Waarom en wanneer stalen nemen?
Een staalname voor bijbemesting is geen controle op de toegediende basisbemesting in het voorjaar. Ze is een weergave van hoeveel extra kunstmest je nog kunt aanwenden in de loop van het groeiseizoen. Nog te vaak zijn bijbemestingsadviezen ‘nul’, wat betekent dat je bij de basisbemesting al voldoende – en meestal te veel – toediende. De ideale periode voor de staalname is afhankelijk van het gewas. Zo blijkt uit onderzoek dat prei de eerste zes weken nauwelijks stikstof opneemt.
Basisbemesting
Een basisbemesting met mengmest volstaat om die weken te overbruggen, tot het moment waarop de behoefte sterk toeneemt. Net vóór dat moment is een staalname voor bijbemesting aangewezen, om de bodemvoorraad indien nodig opnieuw aan te vullen.
Bij bloemkool bedraagt de basisbemesting 80% van de behoefte. Bij late aardappelen is de basisbemesting 70% van de totale behoefte. Naast een basis met dierlijke mest is een kunstmestgift van 50 kg N/ha in veel gevallen voldoende. Neem vervolgens vier weken na het planten een stikstofstaal, om te bepalen of en hoeveel je moet bijbemesten.
Tijd tussen bemesting
Algemeen is het zo dat de tijd tussen bemesting met dierlijke mest en een stikstofstaal minimaal vier weken bedraagt. Te vroeg krijg je immers een vertekend beeld, omdat de aanwezige stikstof uit de meststof nog onvoldoende omgezet is naar nitraatstikstof. Het voordeel van een staalname na het toedienen van dierlijke mest is dat de werkelijke aanvoer van nutriënten gemeten wordt. Dat kan nogal afwijken van de forfaitaire inhoud van de mest.

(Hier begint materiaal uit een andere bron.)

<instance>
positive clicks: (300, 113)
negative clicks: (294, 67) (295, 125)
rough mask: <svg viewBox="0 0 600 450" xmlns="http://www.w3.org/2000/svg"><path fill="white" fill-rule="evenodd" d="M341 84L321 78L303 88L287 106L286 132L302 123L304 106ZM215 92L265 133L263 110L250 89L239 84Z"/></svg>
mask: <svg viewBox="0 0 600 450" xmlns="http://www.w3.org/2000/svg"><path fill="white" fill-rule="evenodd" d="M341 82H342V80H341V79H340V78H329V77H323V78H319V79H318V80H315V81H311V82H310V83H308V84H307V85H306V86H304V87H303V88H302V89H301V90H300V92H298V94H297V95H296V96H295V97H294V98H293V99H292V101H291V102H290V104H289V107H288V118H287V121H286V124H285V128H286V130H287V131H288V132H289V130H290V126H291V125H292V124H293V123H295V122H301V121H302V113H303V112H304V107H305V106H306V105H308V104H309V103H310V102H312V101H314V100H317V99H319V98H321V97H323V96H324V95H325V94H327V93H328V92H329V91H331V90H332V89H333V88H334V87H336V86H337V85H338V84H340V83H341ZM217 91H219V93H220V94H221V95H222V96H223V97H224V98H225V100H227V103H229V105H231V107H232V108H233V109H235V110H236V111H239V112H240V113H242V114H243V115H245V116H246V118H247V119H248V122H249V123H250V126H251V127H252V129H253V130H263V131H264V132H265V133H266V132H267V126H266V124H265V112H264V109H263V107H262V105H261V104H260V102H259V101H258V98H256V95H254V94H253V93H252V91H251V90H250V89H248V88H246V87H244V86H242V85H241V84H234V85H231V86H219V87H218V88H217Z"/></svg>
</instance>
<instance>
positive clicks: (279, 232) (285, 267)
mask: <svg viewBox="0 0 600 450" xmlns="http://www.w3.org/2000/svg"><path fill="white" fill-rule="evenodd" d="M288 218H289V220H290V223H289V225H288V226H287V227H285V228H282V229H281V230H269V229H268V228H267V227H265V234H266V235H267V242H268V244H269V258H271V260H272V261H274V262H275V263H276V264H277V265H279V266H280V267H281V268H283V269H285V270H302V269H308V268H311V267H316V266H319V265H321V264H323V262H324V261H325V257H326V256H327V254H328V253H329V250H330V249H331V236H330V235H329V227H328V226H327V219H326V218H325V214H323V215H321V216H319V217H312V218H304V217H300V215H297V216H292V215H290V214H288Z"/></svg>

Want zelfs bij mest uit dezelfde mestkelder kan de samenstelling verschillen in de loop van het uitrijseizoen, zeker als de mest vooraf niet gemixt werd.
Mineralisatie is gratis stikstof
De stikstof die beschikbaar is voor de planten bestaat niet alleen uit de stikstof die je toedient via (kunst)meststoffen. Ook de bodem is een niet te onderschatten leverancier van gratis (!) stikstof. Het proces waardoor stikstof (N) vrijkomt uit organische koolstof (%OC) heet mineralisatie. Die mineralisatie is van afhankelijk veel factoren. Zo komt er meer stikstof vrij bij warm en vochtig weer dan bij koude en/of droogte. Mineralisatie gebeurt hoofdzakelijk van mei tot en met oktober. Hoe hoger het koolstofgetal, hoe meer gratis stikstof vrijgesteld wordt. De mineralisatiegraad is ook afhankelijk van de bodemtextuur en de soort organische meststoffen die je toediende.
Net om de N-gift vanuit de bodem gedurende het teeltseizoen te kunnen inschatten, moet je het organischekoolstofgehalte (en ook de pH) kennen bij het opstellen van een bemestingsadvies. Wat de bodem vrijstelt, wordt afgetrokken van het advies. Die stikstof hoef je dus niet meer in kunstmest toe te dienen.